Blend the essential oils into the carrier oil. Mix well. Massage this ointment into the neck and the shoulders, or the full body. You may also delete the Apricot KernalOil from the recipe and then use the remaining ingredients as a bath blitzer, in a vaporizer or in an oil burner to help uplift your spirits and reduce or alleviatethe symptoms of PMS.

Uplifting and Refreshing for Menopause
1 drop Jasmine EO
2 drops Clary Sage EO
1 drop Rose Morocco Absolute
1 drop Ylang Ylang EO

This mixture will uplift spirits and refresh you, and is especially beneficial for those going through menopause. This mixture is best utilized in an Aromatherapy lamp, an electric diffuser, an oil burner or a light bulb ring. You can also just add a few drops of the oil mixture to boiling water, stand close and breathe in. This is a quick and easy way to diffuse throughout a room, and basically get a steam inhalation in the process.

Jittery Legs, Cramps & Spasms 
6 drops (French) Lavender EO
2 drops Black Pepper EO
6 drops Margoram EO
25ml Sweet Almond Oil 

Mix all the ingredients together, then gently massage into the whole leg twice daily.
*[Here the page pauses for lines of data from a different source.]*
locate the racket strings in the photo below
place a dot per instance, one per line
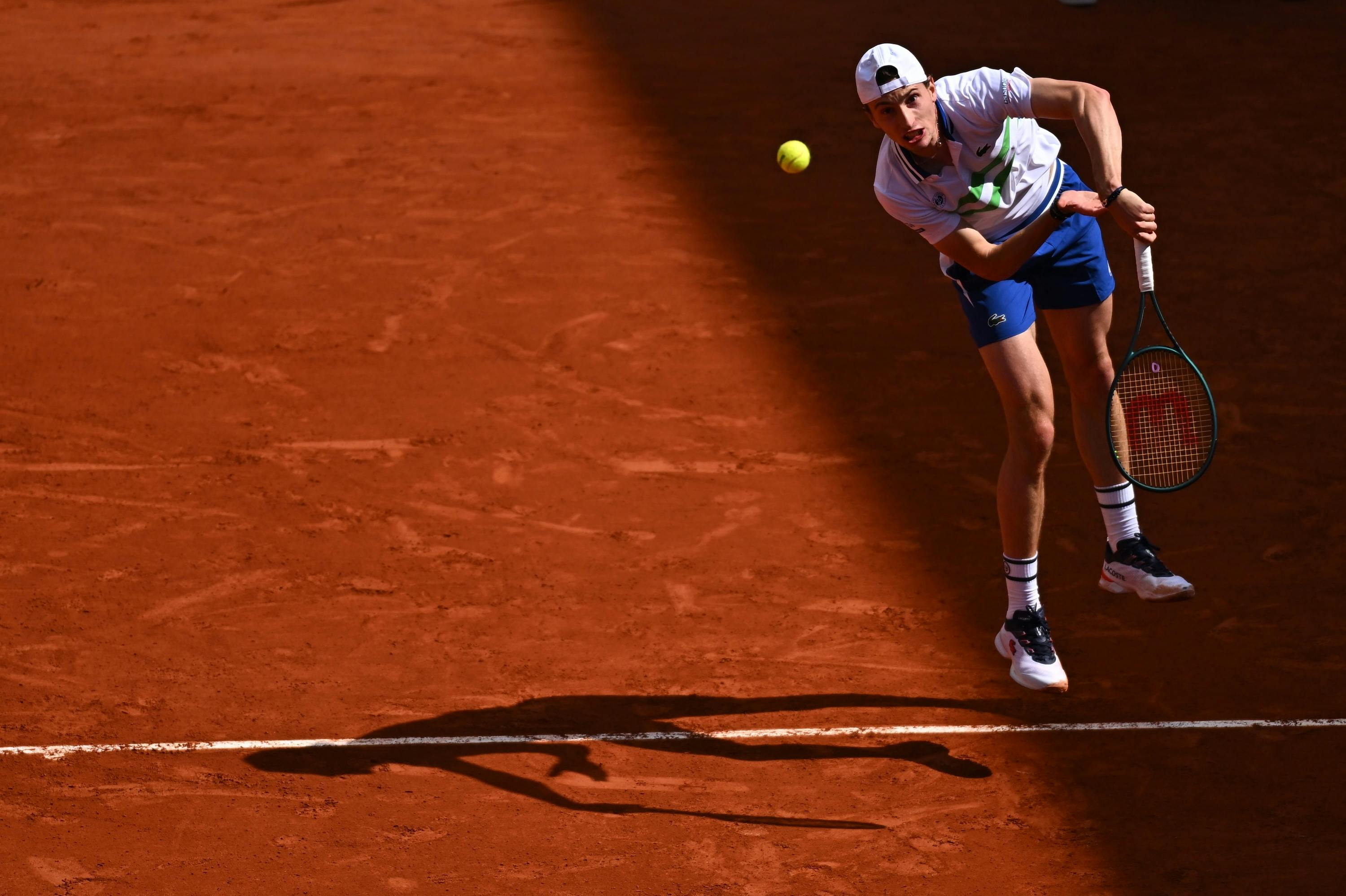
(1162, 420)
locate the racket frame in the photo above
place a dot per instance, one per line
(1146, 276)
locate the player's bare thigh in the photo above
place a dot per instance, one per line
(1021, 377)
(1081, 337)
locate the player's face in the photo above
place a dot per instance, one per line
(909, 116)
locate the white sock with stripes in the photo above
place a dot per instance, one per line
(1022, 584)
(1119, 512)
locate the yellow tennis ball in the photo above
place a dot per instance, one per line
(793, 157)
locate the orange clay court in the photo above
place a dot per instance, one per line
(469, 370)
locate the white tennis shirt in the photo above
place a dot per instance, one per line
(1005, 166)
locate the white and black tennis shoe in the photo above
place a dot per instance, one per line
(1026, 642)
(1135, 567)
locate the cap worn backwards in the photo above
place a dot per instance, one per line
(886, 68)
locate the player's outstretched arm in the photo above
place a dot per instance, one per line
(1091, 109)
(996, 261)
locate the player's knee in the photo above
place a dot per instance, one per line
(1033, 436)
(1093, 378)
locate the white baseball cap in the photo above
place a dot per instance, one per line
(883, 69)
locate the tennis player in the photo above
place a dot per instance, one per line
(966, 166)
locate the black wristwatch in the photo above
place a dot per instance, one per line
(1056, 210)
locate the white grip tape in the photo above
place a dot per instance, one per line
(1145, 267)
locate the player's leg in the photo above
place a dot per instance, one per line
(1025, 388)
(1081, 337)
(1075, 295)
(1001, 319)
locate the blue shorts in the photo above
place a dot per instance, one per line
(1069, 271)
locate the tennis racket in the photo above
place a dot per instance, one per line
(1162, 427)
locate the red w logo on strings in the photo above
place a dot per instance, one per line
(1147, 408)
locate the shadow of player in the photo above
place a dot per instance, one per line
(606, 715)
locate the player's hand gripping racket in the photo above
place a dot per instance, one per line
(1162, 427)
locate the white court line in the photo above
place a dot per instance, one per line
(747, 734)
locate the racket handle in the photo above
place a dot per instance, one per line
(1145, 267)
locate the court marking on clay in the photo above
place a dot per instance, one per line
(746, 734)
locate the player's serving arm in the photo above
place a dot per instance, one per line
(966, 166)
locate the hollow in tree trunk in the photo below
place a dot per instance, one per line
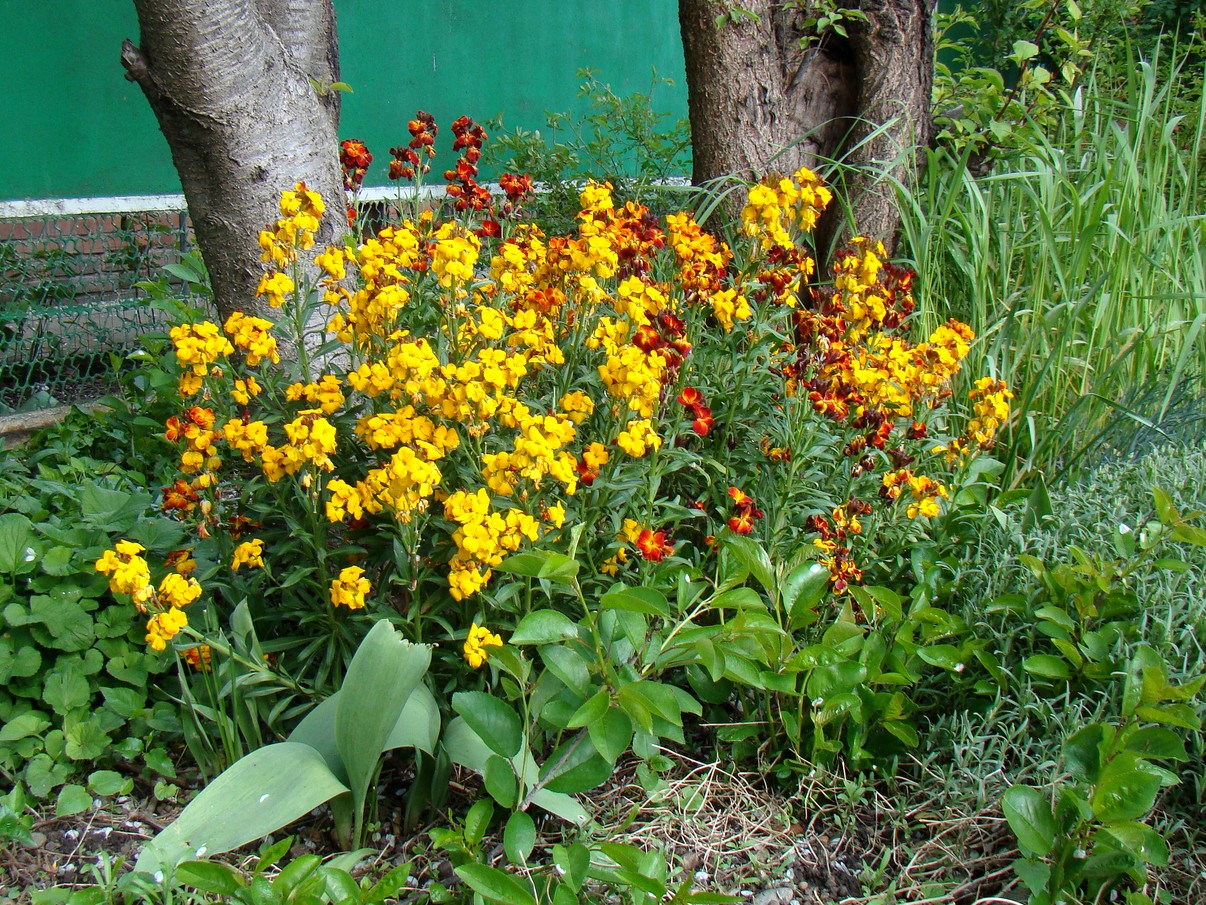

Menstrual Cramps Aromatherapy Blend
10 drops Cypress EO
15 drops Peppermint EO
5 drops (French) Lavender EO
1 ounce Apricot Kernel Oil

Mix the oils together and place in a dark-colored glass container. Store out of the sunlight. Use a small amount of this mixture to gently message into the abdominal area. You may eliminate the carrier oil and use the essential oils for a bath blitzer or in a diffuser for aromatherapy.

Hormone Balancer Aromatherapy
2 drops Sage EO
1 drop Sweet Fennel EO
1 drop Myrtle EO
1 drop Peppermint EO- use the triple distilled
1 drop Clary Sage EO
2 drops (Russian) Lavender EO
2 oz Sweet Almond (carrier) Oil

Mix all the oils together and place in a dark-colored, glass bottle. Store out of sunlight. Use a small amount to gently massage into the abdominal area for relief of symptoms.
This mixture is intended to balance male energy and prostate function for men, balance female energy andalleviate hot flashes for women.